Average analysis of FM-CNN model

Table 3 and Fig. 8 provides a detailed results of the comparison made between FM-CNN model and the existing methods (Pustokhin et al. 2020; Shankar and Perumal 2020; Pathak et al. 2020; Mondal et al. 2020) in terms of distinct measures. When comparing the results achieved by FM-CNN against existing models, CNN, KNN, and DT models accomplished a minimum classification performance. However, MLP and LR models exhibited slightly higher and closer classification performance. Furthermore, the Resnet-50, VGG-19, VGG-16, AlexNet, RCAL-BiLSTM and FM-HCF-DLF models demonstrated somewhat acceptable results. However, the FM-CNN model outperformed all the methods compared by achieving the maximum accuracy of 97.01% and 98.06% on the classification of binary and multiple classes respectively.

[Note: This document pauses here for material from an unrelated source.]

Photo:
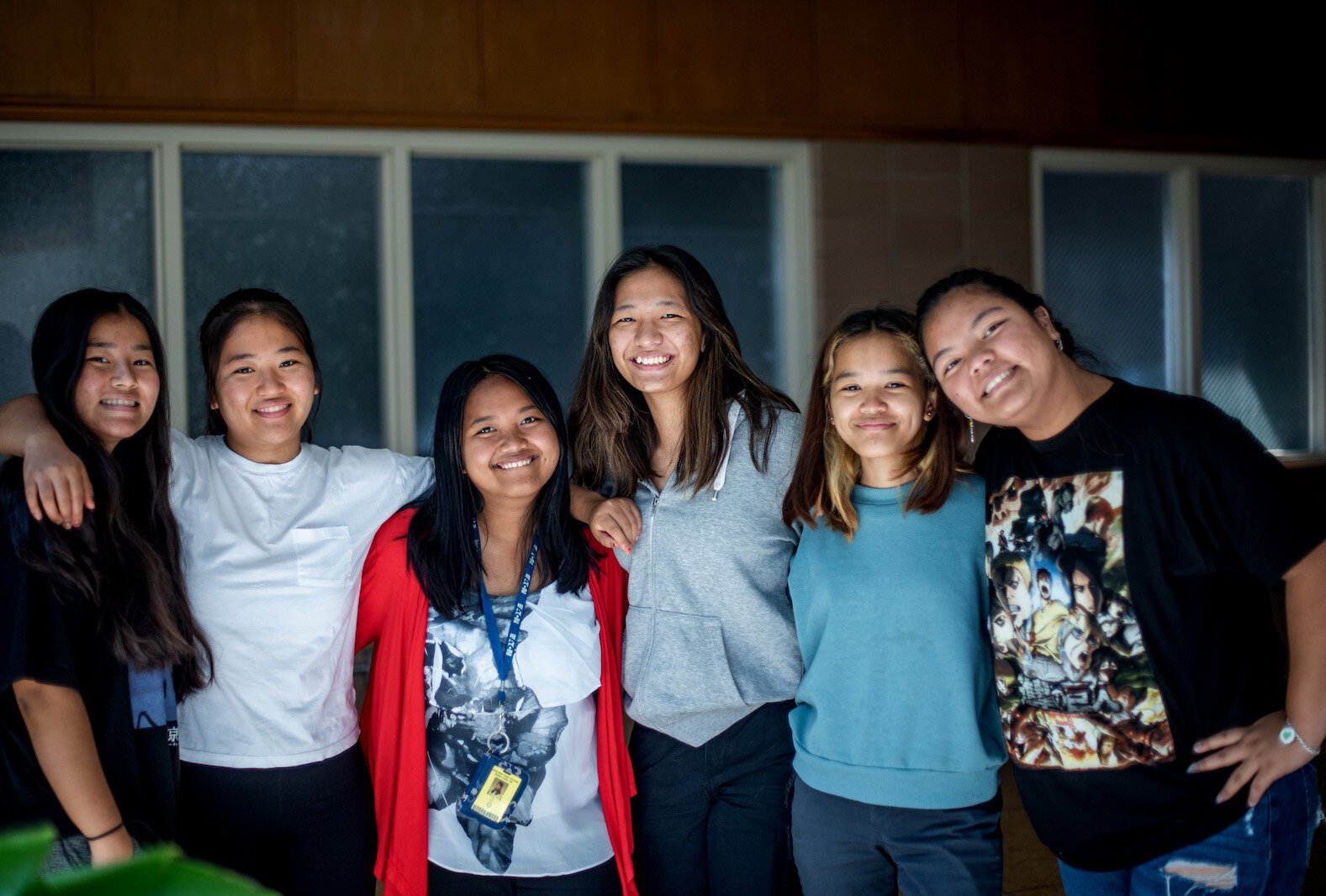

Table 3 Comparative analysis of existing methods against the proposed FM-CNN method
Fig. 8
figure 8

Comparative results analysis of the FM-CNN with existing methods

Conclusion

The current research article introduced an automated COVID-19 diagnosis process using FM-CNN model. The proposed FM-CNN model had three stages namely, preprocessing, feature extraction, and classification. Primarily, the input CXR images were pre-processed using WF technique, and the features were extracted using FM technique. Then, the optimal features were selected using PSO algorithm. At last, the CNN model was applied as a classifier to identify the existence of binary and multiple classes present in CXR images. The performance of FM-CNN model was validated using benchmark CXR images and the results were investigated in terms of several aspects. In the experimentation procedure, the FM-CNN model classified multiple classes with maximum sensitivity of 97.22%, specificity of 98.29%, accuracy of 98.06%, and F-measure of 97.93%. Therefore, the current study established the superiority of FM-CNN model as an appropriate tool for COVID-19 diagnosis and classification. In future, the performance of FM-CNN model can be improved by using hyperparameter tuning models for CNN.